En mi etapa de estudiante universitaria habré cruzado unas seis mil veces por debajo del arco medieval de Mazarelos. Exhausta tras la subida de la cuesta de Castrón Douro, soñolienta y quizás aburrida por las cuatro o cinco horas de clase que me esperaban, mi imaginación retrocedía unos cuantos siglos e ideaba, a la misma velocidad que los descartaba, métodos infalibles con los que burlar la guardia de los fornidos guerreros que en mi ensoñación veía custodiando las puertas. Al final, llegaba a la conclusión de que no había sistema más eficaz que el del caballo de Troya, lo que demuestra, una vez más, que no hay nada importante que los clásicos no hayan dicho antes.

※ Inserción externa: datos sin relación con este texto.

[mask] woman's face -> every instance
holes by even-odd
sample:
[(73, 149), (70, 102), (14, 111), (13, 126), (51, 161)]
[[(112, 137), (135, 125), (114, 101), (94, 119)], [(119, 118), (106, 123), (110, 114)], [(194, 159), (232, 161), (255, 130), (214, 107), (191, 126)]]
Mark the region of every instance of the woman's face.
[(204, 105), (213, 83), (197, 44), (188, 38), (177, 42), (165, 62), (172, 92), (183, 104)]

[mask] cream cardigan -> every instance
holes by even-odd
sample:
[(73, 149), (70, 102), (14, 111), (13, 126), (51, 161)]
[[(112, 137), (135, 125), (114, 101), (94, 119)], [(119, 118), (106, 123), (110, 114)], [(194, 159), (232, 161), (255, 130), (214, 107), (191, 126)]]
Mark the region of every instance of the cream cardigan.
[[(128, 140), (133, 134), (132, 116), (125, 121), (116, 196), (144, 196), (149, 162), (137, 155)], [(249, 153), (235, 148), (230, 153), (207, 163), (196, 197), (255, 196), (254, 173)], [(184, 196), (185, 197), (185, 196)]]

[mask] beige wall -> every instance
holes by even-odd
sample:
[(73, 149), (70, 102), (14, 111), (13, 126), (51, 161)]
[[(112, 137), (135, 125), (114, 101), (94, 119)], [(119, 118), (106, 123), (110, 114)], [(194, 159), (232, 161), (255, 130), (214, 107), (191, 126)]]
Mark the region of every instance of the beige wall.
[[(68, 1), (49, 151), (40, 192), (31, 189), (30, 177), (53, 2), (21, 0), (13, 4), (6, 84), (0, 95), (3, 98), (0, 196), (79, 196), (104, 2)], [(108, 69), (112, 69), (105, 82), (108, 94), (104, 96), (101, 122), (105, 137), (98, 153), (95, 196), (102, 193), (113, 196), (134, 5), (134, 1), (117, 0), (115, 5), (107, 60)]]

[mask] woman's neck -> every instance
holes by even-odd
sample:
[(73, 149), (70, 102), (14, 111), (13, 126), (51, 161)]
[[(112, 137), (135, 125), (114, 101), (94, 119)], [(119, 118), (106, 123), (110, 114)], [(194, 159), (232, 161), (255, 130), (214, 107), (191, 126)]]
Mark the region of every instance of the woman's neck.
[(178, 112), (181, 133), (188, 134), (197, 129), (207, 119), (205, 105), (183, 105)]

Es decir, que todo está inventado. Con el tiempo, las murallas de las ciudades desaparecieron porque la inteligencia humana ingenió otros medios para controlar a todo el que se mueve: el cartero, la vecina del sexto, el carné de identidad y el de conducir, las matrículas de los coches, los peajes de las autopistas, las tarjetas de crédito, los radares, los móviles, las cámaras, los drones, las redes sociales y hasta los vigilabebés. Y todo lo hemos permitido en aras de nuestra seguridad, como en la Edad Media los que habitaban intramuros aceptaron su encierro bajo siete puertas con tal de que no entrasen los extramuros. Hasta que un día llega un virus con nombre de mascota olímpica e ínfulas de realeza y se nos cuela sin pagar el peaje, sin ser grabado por las cámaras y sin que los algoritmos de Twitter lo detecten y lo bloqueen. Le hemos abierto la puerta al caballo de Troya y no sabemos ni cómo ni quién ni cuándo.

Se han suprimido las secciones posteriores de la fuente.